What is MiFID II?
MiFID stands for The Markets in Financial Instruments Directive. It provides the framework for legislation regarding investment services in Europe. MiFID II is the second installment of the initial directive aimed at addressing issues that were not fixed in the first version. Effective January 3, 2018, MiFID II’s mission is to improve the transparency and accuracy of research in the market and to enhance investor protection. Although MiFID II was legally introduced to the European Union last summer, The European Securities and Markets Authority (ESMA) was given until January of 2018 to create detailed rules for the member states to implement. The directive has set forth to change parts of how the market functions including overall market structure, governance, investor protection, business conduct, investor research, client categorization, algorithmic trading, best execution, pre-post trade transparency, transaction reporting, trading rules, and third-country access.

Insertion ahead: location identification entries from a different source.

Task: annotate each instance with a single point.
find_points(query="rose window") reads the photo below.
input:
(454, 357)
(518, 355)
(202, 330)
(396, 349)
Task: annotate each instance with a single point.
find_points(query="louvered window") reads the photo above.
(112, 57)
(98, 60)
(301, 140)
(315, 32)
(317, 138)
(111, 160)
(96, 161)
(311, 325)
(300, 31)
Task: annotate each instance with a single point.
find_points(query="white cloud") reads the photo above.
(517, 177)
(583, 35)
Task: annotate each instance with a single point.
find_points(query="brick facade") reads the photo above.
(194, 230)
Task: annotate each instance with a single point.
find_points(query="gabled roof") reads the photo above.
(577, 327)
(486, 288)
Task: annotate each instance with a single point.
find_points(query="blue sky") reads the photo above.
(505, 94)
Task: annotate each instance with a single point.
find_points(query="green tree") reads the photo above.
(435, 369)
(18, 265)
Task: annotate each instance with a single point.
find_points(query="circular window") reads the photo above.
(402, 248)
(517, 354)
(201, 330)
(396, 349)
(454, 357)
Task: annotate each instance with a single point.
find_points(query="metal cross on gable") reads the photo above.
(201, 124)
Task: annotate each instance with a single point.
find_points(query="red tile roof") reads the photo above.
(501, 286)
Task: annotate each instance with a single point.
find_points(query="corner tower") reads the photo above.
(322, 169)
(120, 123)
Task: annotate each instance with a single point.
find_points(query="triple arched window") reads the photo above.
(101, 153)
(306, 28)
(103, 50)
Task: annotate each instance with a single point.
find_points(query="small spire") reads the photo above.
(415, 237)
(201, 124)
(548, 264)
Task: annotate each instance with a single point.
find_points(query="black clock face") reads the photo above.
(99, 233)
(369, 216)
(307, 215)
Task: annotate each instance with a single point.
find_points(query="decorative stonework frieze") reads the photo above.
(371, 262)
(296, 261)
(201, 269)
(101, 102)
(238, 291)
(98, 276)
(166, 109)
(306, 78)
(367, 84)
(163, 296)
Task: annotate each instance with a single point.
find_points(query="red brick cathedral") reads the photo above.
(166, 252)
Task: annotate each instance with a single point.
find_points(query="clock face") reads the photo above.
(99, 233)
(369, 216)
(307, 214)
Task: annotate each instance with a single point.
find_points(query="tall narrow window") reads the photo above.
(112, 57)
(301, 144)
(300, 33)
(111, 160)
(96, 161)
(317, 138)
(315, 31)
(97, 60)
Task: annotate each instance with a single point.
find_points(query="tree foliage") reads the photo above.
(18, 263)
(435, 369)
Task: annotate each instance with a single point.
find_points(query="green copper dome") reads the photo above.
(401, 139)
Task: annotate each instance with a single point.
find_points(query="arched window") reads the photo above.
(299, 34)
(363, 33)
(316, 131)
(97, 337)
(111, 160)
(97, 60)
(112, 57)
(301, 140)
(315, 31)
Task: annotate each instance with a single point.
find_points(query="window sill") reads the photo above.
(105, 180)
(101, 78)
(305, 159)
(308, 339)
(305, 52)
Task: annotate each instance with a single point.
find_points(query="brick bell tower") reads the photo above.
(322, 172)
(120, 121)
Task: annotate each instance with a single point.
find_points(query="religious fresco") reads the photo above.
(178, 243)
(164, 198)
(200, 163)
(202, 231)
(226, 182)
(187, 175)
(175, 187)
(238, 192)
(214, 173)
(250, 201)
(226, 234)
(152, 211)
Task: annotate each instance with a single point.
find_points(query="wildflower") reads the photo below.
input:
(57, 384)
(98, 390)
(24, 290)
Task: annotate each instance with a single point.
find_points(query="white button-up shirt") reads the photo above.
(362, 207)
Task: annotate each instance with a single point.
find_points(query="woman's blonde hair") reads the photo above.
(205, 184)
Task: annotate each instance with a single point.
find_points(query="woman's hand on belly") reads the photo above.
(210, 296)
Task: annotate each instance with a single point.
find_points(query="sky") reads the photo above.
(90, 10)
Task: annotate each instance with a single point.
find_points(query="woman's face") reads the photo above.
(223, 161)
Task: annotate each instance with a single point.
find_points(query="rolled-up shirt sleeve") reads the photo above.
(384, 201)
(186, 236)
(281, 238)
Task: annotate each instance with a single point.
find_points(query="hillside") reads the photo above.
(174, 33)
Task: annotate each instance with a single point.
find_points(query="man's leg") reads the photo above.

Technically, MiFID only applies to firms located within the European Union. However, the proposed regulations will have major global implications. One of the most impactful changes outlined in MiFID II for non-EU firms prohibits asset managers from paying for research through bundled advisory or execution commissions. Instead, buy-side institutions will pay for research from either their own pockets or via supervised Research Payment Accounts (RPAs). International buy-and-sell side communities operating in Europe will have to embrace MiFID II in order to effectively continue their practices within Europe. For those not interacting with Europe, MiFID will likely disrupt a company’s practices through either compliance policies or the competitive pressure to provide transparency to clients. Experts predict that there will be a global shift towards transparency in research payment in the post-MiFID II market.
What does it mean for research and brokerage? Because asset managers are required to begin paying for their research explicitly, they will no longer receive the extensive amount of research for cheap that they do today. Instead, sell-side analysts will price their research services for asset managers to purchase. As a result of this explicit pricing and scrutiny from end-investors, asset managers will become more selective in their approach to research spending. Buy-side institutions will most likely opt for high quality, sector-specific analysts to conduct their research instead of using broad, largely generic research providers that are common today.
Due to increased selectivity among asset managers, research brokerage firms will have to adjust their services. Since MiFID II demands disclosure in research pricing, brokerage firms will compete to provide the best value for research. Additionally, less demand from the buy-side means narrowing coverage and big cuts for research providers. Experts predict that this shrinkage will lead to a reduction in coverage for smaller companies or unattractive sectors as analysts hone in on the bigger, more lucrative businesses. This could mean a dramatic drop in the quantity and quality of coverage for small to mid-cap companies. However, as the larger brokerage companies drop coverage on smaller stocks, opportunities will arise for mid-to-small tier brokerage firms to provide high quality research on small to mid-size enterprises.
What does it mean for small public companies?
The demise of small cap coverage is not a new topic, but MIFID II only accentuates the trend. Here is what a small public company should do:
Support your existing analysts to minimize risk of losing coverage
Support of existing covering analysts is increasingly important. Attend their conferences, selectively go on the road with them, and support the best covering firms with your investment banking business.
Take destiny into your own hands; don’t rely on the sell-side for buy side introductions
Institute your own strategic targeting program with investors. As research spending shrinks, the buy side may be more selective in taking management meetings from firms who they are not paying. This will not be a barrier should the company, or its investor relations agency, reach out directly.
Add more industry perspective to your investor communications
One of the many values of sell-side research is the industry perspective it provides investors. Frequently public companies limit their industry and competitive landscape discussion more than they should as they do not want to publicly mention, or “advertise”, peers and competitors in their material. Now is the time to explore ways that you can more proactively depict where your company fits and excels in the competitive landscape.
Does shrinking sell-side coverage mean you should provide guidance?
No. But it elevates the importance of providing a clear picture of the strategic direction of the business and realistic goals the company can obtain. Projections and specific time frames are not necessary; but long term targets pertaining to such metrics as revenue growth rate and composition, margins, and ROIC provide a good method to align the buy side with how management is thinking about where the business can go.